Mes parents n’avaient pas écoulé ensemble leur enfance à partager leurs rires et leurs larmes au pied du grand manguier. Ils avaient grandi l’un à côté de l’autre, dans des concessions voisines, sans réellement se voir. Mais un jour, alors que Ma s’extrayait doucement de l’enfance, Baba l’aperçut lavant du linge à la rivière, en compagnie de ses amies. Seul mon père sait ce qui l’éblouit tant dans le visage trempé d’eau et de sueur de cette jeune fille, frottant le linge blanc de toutes ses forces. Il en revint de cette rencontre fortuite, le regard brillant et avec la certitude d’avoir découvert la plus belle femme au monde. Ses parents tentèrent de le décourager. Ils l’avaient déjà promis à la fille aînée des Waggeh, à l’âge où il apprenait ses premières sourates. Il le savait bien. Sa future femme habitait un village où il aurait pu se rendre en bicyclette. Mais comme Baba avait pris sa décision, ses parents acceptèrent sans difficulté ce mariage. Il était courant que les parents ou les jeunes garçons changent d’avis. De toute façon, il a droit à plusieurs femmes avait conclu son père, gêné de manqué à sa parole. Les golos* furent envoyées chez Ma fut demandée et le mariage se fit rapidement. Malgré un mariage assez commun sous le ciel de Kulary, Ma était vue comme chanceuse.

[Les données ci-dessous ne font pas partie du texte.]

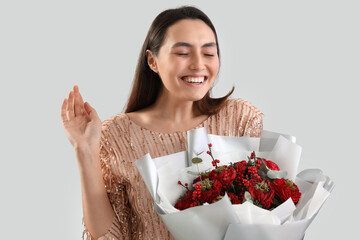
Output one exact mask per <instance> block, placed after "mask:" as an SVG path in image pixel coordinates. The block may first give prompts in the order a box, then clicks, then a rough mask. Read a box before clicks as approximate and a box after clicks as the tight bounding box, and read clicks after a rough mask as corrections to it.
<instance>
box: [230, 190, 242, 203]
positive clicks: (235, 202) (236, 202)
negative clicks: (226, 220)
mask: <svg viewBox="0 0 360 240" xmlns="http://www.w3.org/2000/svg"><path fill="white" fill-rule="evenodd" d="M227 194H228V196H229V198H230V201H231V203H232V204H241V203H242V201H241V200H240V199H239V197H238V196H236V194H235V193H231V192H228V193H227Z"/></svg>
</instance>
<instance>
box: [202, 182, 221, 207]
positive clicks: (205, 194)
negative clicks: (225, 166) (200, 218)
mask: <svg viewBox="0 0 360 240" xmlns="http://www.w3.org/2000/svg"><path fill="white" fill-rule="evenodd" d="M205 182H207V183H209V184H210V186H204V188H203V190H202V191H201V196H200V200H201V202H207V203H213V202H215V200H216V199H217V197H218V196H219V195H220V192H221V188H222V185H221V183H220V182H219V181H218V180H213V181H205ZM205 182H203V183H205Z"/></svg>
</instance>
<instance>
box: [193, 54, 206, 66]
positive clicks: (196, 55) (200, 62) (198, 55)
mask: <svg viewBox="0 0 360 240" xmlns="http://www.w3.org/2000/svg"><path fill="white" fill-rule="evenodd" d="M190 69H191V70H203V69H205V65H204V61H203V59H202V56H201V54H200V53H194V54H193V55H192V57H191V63H190Z"/></svg>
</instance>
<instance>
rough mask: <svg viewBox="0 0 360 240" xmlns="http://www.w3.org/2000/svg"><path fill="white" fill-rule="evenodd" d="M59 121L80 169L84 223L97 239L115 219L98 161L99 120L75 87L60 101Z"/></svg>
mask: <svg viewBox="0 0 360 240" xmlns="http://www.w3.org/2000/svg"><path fill="white" fill-rule="evenodd" d="M61 119H62V123H63V127H64V130H65V133H66V135H67V137H68V139H69V141H70V143H71V144H72V145H73V147H74V149H75V153H76V158H77V163H78V166H79V172H80V180H81V192H82V201H83V212H84V222H85V223H86V226H87V228H88V230H89V232H90V233H91V235H92V236H93V237H95V238H98V237H100V236H102V235H104V234H106V232H107V231H108V230H109V229H110V226H111V223H112V221H113V219H114V212H113V210H112V207H111V205H110V202H109V199H108V197H107V193H106V189H105V186H104V181H103V178H102V171H101V166H100V159H99V158H100V156H99V153H100V138H101V125H102V124H101V120H100V118H99V116H98V115H97V113H96V111H95V109H94V108H92V107H91V106H90V105H89V103H85V104H84V102H83V100H82V97H81V95H80V92H79V89H78V87H77V86H74V89H73V91H71V92H70V93H69V98H68V99H66V98H65V99H64V101H63V104H62V106H61Z"/></svg>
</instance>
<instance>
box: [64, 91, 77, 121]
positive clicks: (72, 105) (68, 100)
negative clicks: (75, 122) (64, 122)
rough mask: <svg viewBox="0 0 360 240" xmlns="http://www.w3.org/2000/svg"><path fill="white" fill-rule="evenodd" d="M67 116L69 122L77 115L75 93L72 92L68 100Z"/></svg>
mask: <svg viewBox="0 0 360 240" xmlns="http://www.w3.org/2000/svg"><path fill="white" fill-rule="evenodd" d="M66 114H67V117H68V120H69V121H70V120H71V119H74V118H75V114H74V93H73V91H71V92H70V93H69V98H68V101H67V106H66Z"/></svg>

L’homme qu’elle épousait appartenait à l’espèce rare de ceux qui prenaient la route. Tous ceux qui partaient pour l’Europe revenaient presqu’aussi riches  que ceux qui partaient aux États-Unis. Ma volait ainsi à la famille Waggeh, une vie confortable pour leur fille et toute sa famille. Le départ de Ma l’avait soustrait à leur hostilité, mais ils ont eu le temps de la toucher de leur œil avant qu’ils partent, assura un matin Mama Oloria en filant le coton avec dextérité. 

Mais qui eux ?

 Ne les vois-tu pas, toutes, à trépigner de joie jusqu’à en faire trembler le sol ? Le regard comme des flèches et le sourire sournois ? 

Mama jeta sa question au vent, sans faire attention à ma perplexité, concentrée sur son ouvrage pour profiter des derniers sursauts du crépuscule. Je cherchai autour de nous, ces sourires sournois et ces flèches. Je ne vis qu’une poule et ses poussins à la recherche de grains de houto* à picorer, entre les femmes occupaient devant la cuisine. 

Depuis l’annonce de ton retour, ils ne parlent que de ça comme si c’était leur œuvre. Moi, je pense que ça l’est. Moi, je pense… 

Starfoullah, je t’en prie. Tu sais que je n’aime pas tes histoires de sorcières.

 

Xondé : plat sucré à mil dégusté au petit-déjeuné.

Golo : noix de kola offert à la famille de la future mariée par le fiancé pour demander sa main.